The ratio of twelve semitones per octave to eight recognition modes per octave equals the perfect fifth frequency ratio of three halves. Music theorists applying Recognition Science to harmonic structure would cite this equality to anchor the circle of fifths. The proof is a one-line wrapper that reduces the numeric identity via simplification and normalization.

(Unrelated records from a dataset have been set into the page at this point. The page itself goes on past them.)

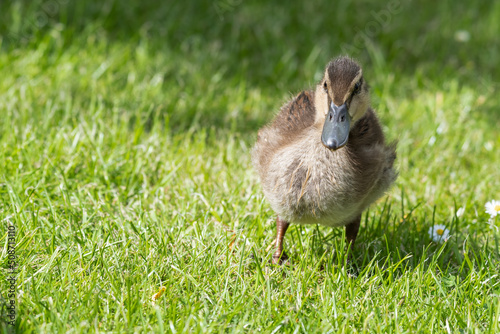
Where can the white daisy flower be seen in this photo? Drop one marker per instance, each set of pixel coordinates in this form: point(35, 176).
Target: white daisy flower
point(439, 233)
point(492, 208)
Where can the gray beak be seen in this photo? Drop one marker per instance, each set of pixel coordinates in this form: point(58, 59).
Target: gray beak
point(336, 127)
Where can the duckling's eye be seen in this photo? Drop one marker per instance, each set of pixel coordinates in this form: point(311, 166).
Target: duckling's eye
point(357, 87)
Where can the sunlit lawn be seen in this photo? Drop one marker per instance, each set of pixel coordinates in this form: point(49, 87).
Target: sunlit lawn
point(125, 137)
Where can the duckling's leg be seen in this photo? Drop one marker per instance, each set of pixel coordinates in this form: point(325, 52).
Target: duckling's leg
point(279, 255)
point(351, 231)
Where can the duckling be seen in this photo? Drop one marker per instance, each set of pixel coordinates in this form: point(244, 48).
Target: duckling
point(323, 159)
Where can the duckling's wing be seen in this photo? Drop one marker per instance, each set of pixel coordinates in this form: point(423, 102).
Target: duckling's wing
point(296, 115)
point(293, 118)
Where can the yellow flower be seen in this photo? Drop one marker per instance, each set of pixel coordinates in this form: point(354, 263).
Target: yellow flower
point(158, 295)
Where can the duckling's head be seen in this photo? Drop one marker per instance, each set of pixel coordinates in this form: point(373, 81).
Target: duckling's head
point(341, 99)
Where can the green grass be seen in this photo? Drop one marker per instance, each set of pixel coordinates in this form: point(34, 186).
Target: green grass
point(125, 137)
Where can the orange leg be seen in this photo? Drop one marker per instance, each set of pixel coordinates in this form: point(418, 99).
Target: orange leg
point(279, 255)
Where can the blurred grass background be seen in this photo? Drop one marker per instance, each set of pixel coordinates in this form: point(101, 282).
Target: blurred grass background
point(126, 129)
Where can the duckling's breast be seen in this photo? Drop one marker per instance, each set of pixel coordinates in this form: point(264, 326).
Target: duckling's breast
point(306, 183)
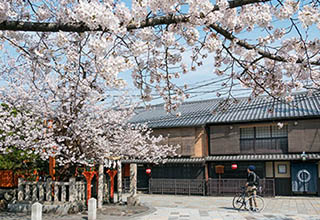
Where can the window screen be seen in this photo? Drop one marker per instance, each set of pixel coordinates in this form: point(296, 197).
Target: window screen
point(282, 132)
point(263, 132)
point(246, 133)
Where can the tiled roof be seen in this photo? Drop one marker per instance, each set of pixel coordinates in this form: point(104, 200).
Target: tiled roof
point(264, 157)
point(248, 157)
point(173, 160)
point(199, 113)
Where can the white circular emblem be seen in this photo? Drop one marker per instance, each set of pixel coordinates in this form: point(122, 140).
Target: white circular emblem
point(304, 176)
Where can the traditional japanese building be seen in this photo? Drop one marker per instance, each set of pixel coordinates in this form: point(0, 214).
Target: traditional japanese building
point(281, 139)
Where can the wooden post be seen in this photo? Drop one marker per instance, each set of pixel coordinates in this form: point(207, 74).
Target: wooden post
point(20, 189)
point(72, 189)
point(92, 209)
point(119, 167)
point(133, 179)
point(100, 186)
point(88, 175)
point(36, 211)
point(112, 174)
point(56, 191)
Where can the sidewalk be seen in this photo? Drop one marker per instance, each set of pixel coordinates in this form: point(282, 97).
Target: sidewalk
point(176, 207)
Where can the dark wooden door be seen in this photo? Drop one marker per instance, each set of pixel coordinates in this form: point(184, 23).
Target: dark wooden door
point(304, 178)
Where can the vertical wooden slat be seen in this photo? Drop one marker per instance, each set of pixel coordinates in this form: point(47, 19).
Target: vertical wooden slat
point(49, 190)
point(20, 189)
point(34, 191)
point(27, 192)
point(41, 190)
point(56, 191)
point(63, 193)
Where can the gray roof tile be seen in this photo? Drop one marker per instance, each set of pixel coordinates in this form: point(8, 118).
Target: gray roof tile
point(199, 113)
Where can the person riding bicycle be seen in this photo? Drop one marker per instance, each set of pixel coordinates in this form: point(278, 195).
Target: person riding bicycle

Claim. Let $s$ denote the number of semitones per octave and $m$ the number of recognition modes per octave. Then $s/m = 3/2$, where the perfect fifth is the frequency ratio $3/2$.

background

In the CircleOfFifths module, semitonesPerOctave is defined as the constant 12 and rsModesPerOctave as the constant 8. The fifth is defined as the real number 3/2. An upstream definition in MusicalScale supplies the same semitonesPerOctave value together with the semitone frequency ratio $2^{1/12}$. A parallel definition in HarmonicModes repeats the fifth as 3/2. The module comment identifies the ratio 12/8 as the central bridge that equates the two octave divisions to the perfect fifth.

proof idea

This is a one-line wrapper that applies the simp tactic to unfold the three constants, followed by norm_num to confirm the arithmetic identity 12/8 = 3/2.

why it matters

The theorem supplies the explicit numerical link required by the Circle of Fifths construction in Recognition Science music theory. It feeds downstream statements on the Pythagorean comma and mode counting that appear later in the same module. The equality aligns with the eight-tick octave (T7) of the forcing chain and the recognition composition law that governs self-similar frequency ratios.